Zwar ist die Beweiswürdigung Sache des Tatrichters, dessen Überzeugungsbildung das Rechtsbeschwerdegericht nur darauf prüft, ob sie auf rechtsfehlerhaften Erwägungen beruht. Dies ist namentlich der Fall, wenn sie mit gesicherten wissenschaftlichen Erkenntnissen oder unbezweifelbarem Erfahrungswissen unvereinbar ist, Widersprüche oder sonstige Verstöße gegen die Gesetze der Logik enthält oder Lücken aufweist, sich insbesondere nicht mit nahe liegenden alternativen Geschehensabläufen befasst, obwohl sich dies nach dem Beweisergebnis aufdrängt (vgl. BGH NJW 2007, 384). Zwar obliegt es seinerseits der richterlichen Beweiswürdigung, ob ernsthafte Möglichkeiten eines derart anderen Geschehensablaufs bestehen. Ob das Tatgericht die Alternativen erkannt und fehlerfrei gewürdigt hat, unterliegt jedoch der Nachprüfung durch das Rechtsbeschwerdegericht (vgl. Sander in Löwe-Rosenberg, StPO 26. Aufl., § 261 Rn. 49).

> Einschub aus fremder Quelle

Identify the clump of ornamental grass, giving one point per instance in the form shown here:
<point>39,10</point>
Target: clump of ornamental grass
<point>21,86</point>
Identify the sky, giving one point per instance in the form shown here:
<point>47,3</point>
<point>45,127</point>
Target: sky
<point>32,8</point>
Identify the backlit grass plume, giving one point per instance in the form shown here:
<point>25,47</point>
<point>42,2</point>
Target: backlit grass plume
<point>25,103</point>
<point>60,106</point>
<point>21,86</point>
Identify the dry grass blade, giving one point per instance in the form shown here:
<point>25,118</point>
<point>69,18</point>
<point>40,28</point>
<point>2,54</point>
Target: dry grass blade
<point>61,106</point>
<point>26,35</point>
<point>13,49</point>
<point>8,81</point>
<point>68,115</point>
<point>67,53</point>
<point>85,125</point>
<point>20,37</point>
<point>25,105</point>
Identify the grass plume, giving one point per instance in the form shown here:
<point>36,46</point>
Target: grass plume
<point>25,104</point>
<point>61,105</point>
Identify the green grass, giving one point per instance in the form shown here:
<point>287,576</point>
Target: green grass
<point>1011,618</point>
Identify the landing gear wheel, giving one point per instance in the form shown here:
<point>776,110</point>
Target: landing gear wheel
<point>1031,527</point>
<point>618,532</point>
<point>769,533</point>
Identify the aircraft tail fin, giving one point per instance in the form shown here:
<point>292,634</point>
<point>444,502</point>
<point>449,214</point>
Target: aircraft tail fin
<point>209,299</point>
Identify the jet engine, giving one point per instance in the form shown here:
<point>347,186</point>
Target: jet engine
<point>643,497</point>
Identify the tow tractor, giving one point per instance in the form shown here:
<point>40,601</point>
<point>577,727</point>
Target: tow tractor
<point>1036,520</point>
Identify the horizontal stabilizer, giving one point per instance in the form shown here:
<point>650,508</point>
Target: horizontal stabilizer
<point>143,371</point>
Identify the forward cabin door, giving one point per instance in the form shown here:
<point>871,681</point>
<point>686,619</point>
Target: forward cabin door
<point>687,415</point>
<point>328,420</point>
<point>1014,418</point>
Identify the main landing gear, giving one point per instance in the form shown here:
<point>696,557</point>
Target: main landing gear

Nach diesem eingeschränkten Prüfungsmaßstab ist die Beweiswürdigung des Amtsgerichts lückenhaft. Sie belegt nicht, dass der Betroffene das Fahrzeug zur Tatzeit geführt hat. Zwar müssen die Schlussfolgerungen des Tatgerichts nur möglich, nicht aber zwingend sein. Der Tatrichter muss sich aber jedenfalls mit nahe liegenden alternativen Geschehensabläufen befassen, wenn das Beweisergebnis dazu Anlass gibt. Das ist hier der Fall. Das Amtsgericht hat es nicht nur versäumt, in den schriftlichen Urteilsgründen die Möglichkeit zu erörtern, der Betroffene könnte seinen Führerschein (mit der ID) an eine andere Person weitergegeben und dieser auch die das Starten des Motors ermöglichende PIN mitgeteilt haben. Indem es bekundet, "eine nachvollziehbare Erklärung, wie eine dritte Person das Fahrzeug geführt haben könnte", sei "nicht ersichtlich", macht es vielmehr deutlich, dass es diesen alternativen Geschehensablauf in seine Überlegungen gar nicht einbezogen hat. Auf diesem Erörterungsmangel beruht das Urteil, denn es ist nicht auszuschließen, dass das Amtsgericht zu einer anderen Beurteilung der Fahrereigenschaft gelangt wäre, wenn es diese alternative Möglichkeit erwogen hätte.
Es ist nicht auszuschließen, dass in einer neuen Hauptverhandlung weitere Feststellungen getroffen werden können. Denkbar ist zunächst, dass das Beweisfoto mit Hilfe eines anthropologischen Sachverständigen zum Nachweis der Täterschaft führt. Zumindest in Betracht zu ziehen ist aber auch, dass das Gericht die Überzeugung, der Betroffene sei zur Tatzeit der Fahrer gewesen, aus weiteren Umständen gewinnt, etwa der Vertragswidrigkeit der Weitergabe von ID und PIN oder besonders gravierender Folgerisiken dieses (möglichen) Vertragsbruchs, zum Beispiel einer namhaften Vertragsstrafe. Hierzu bedürfte es der Aufklärung der Vertragsgestaltung.
Der Senat hebt daher das angefochtene Urteil nach § 79 Abs. 6 OWiG auf und verweist die Sache an eine andere Abteilung des Amtsgerichts zurück.